Wealthy people made gifts to religious establishments. In 1342-3 Queen Philippa, the wife of Edward III gave money to St Mary in the Peak. Two centuries later, the annual income of the hospital was 40 shillings (£2) but all monastic life in England was then swept away under Henry VIII. For the next few centuries, hospitals were places to dread.
Florence Nightingale led the way in making dramatic improvements after nursing British soldiers in the Crimean War.
In 1858 part of the Duke of Devonshire’s stables at Buxton was converted into a hospital supported by the Buxton Bath Charity. In 1882 the central area was enclosed beneath a massive dome, then the largest in the world. Modern medicine developed and the Devonshire Royal Hospital, as it became known in 1934, specialised in orthopaedics (bone problems).

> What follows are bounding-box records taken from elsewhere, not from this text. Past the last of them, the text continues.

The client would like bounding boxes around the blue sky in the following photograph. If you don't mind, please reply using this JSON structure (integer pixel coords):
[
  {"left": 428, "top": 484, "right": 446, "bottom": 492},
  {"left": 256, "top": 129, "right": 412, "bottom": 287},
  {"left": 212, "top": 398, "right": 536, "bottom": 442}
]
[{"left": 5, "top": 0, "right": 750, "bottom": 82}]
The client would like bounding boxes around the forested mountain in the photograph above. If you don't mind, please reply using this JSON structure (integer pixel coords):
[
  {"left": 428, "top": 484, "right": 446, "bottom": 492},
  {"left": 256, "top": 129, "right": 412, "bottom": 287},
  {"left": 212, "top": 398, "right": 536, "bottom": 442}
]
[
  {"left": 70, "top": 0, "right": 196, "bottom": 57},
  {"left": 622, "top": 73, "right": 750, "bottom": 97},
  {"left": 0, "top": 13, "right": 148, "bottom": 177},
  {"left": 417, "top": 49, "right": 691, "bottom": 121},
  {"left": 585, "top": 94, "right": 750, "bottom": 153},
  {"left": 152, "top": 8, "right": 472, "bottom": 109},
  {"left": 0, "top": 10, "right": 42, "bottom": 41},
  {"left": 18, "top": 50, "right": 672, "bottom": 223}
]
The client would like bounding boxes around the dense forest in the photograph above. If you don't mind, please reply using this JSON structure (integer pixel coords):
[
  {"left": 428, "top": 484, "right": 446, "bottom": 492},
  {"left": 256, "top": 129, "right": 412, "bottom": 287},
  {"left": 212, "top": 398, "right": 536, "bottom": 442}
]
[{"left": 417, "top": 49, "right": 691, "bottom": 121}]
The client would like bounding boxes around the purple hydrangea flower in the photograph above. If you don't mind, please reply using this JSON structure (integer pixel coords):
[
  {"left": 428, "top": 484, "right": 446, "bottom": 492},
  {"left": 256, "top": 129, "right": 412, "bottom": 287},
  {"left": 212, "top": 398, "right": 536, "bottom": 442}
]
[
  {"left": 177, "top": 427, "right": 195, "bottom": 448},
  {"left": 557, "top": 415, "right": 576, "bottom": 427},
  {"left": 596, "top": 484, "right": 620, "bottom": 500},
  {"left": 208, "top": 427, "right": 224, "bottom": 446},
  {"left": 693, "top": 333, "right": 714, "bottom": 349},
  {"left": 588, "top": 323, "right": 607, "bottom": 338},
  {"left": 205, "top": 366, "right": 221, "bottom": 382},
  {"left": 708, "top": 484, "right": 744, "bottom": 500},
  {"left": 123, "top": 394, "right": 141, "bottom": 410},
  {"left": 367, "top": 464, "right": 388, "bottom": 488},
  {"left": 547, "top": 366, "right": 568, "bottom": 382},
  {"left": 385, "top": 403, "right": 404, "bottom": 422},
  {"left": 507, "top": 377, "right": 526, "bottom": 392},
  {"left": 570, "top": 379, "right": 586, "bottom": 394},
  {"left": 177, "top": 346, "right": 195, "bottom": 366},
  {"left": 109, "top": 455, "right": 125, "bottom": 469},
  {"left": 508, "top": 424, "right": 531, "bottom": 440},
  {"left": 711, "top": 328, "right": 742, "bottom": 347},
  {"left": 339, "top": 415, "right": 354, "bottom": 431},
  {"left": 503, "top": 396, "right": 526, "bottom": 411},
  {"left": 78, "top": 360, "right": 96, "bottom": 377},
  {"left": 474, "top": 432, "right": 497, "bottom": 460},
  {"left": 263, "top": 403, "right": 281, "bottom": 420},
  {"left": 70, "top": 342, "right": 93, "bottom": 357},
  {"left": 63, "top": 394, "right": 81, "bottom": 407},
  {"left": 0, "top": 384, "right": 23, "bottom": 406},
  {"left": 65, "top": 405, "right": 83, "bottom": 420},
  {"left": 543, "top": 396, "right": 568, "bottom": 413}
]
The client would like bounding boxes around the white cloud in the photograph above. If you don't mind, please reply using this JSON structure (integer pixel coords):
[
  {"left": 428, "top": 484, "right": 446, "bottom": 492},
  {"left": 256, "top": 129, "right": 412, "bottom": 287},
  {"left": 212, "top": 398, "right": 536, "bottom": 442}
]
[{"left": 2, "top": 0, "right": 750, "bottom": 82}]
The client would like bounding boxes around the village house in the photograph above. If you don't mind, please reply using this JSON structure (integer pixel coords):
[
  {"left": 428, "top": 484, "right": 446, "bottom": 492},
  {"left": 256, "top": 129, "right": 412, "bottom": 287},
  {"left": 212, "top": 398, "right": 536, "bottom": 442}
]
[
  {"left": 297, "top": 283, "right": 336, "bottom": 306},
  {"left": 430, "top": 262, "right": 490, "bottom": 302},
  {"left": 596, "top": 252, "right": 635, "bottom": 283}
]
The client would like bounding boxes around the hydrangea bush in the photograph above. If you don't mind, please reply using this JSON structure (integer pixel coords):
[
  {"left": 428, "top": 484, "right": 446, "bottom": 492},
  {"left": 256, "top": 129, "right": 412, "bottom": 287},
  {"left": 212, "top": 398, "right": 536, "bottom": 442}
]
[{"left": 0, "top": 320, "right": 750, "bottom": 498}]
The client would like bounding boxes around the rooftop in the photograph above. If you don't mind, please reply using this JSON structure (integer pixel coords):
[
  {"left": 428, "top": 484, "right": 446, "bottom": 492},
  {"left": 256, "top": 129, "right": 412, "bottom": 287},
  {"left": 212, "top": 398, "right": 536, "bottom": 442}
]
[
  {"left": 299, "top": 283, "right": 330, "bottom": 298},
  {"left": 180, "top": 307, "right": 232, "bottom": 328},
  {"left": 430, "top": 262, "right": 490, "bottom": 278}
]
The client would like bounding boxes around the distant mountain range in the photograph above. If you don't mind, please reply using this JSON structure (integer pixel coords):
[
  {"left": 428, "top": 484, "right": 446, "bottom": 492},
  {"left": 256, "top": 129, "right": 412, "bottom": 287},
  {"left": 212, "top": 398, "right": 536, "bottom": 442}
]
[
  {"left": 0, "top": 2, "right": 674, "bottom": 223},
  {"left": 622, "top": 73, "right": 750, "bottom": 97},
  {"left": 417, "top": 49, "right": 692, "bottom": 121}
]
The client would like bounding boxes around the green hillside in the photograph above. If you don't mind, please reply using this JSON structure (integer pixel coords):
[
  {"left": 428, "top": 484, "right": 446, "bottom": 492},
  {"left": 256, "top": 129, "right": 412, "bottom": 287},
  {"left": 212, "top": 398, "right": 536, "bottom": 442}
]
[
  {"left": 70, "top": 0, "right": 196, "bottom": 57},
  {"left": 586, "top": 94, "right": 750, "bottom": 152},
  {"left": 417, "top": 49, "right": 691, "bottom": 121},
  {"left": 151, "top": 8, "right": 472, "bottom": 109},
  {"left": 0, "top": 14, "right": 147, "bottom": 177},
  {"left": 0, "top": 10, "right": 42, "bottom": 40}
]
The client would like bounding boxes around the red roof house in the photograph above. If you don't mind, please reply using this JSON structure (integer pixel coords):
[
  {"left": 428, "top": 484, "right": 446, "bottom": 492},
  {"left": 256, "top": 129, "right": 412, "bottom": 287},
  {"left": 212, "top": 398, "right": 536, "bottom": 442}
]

Meanwhile isolation hospitals had sprung up around the Peak. In 1894 a wooden infectious diseases hospital was built in Shutts Field at Bakewell. It was frequently used for cases of scarlet fever, so was known as the fever hospital. Scarlet fever and diphtheria patients from Edale were sent to one at Chinley. A fever hospital was erected at Birchinlee during construction of the Upper Derwent Dams, where a “tin town” was built to house the navvies and their families. Only one patient was ever admitted to the lonely isolation hospital in the fields at Water Grove, near Wardlow. She was successfully nursed through smallpox. An outbreak of smallpox at Sheffield in 1892 led to a few scattered cases in Hathersage and an isolation hospital was hastily built on an exposed field at The Booths.
Bakewell & District Cottage Hospital opened after the First World War as a war memorial. It was built chiefly due to the efforts of Edward Lascelles Hoyle of Holme Hall, who had lost two of his own sons in the war.
Communities raised funds to pay for treatment at their local hospital. This entitled them to a number of “recommends” Without a recommend, you could not have hospital care. One or two trusted people were responsible for giving them out when needed. At the Whitworth Hospital, for example, there was a “Tansley bed” for patients from that village. Birchover’s Hospital Demonstration Committee raised funds for Bakewell War Memorial Cottage Hospital, for the Whitworth at Darley Dale and the Devonshire at Buxton.
Events such as Hospital Sundays took place all around the Peak. They were often organised by a local friendly society. A brass band and various groups led a procession round the village as collections were made for local hospitals.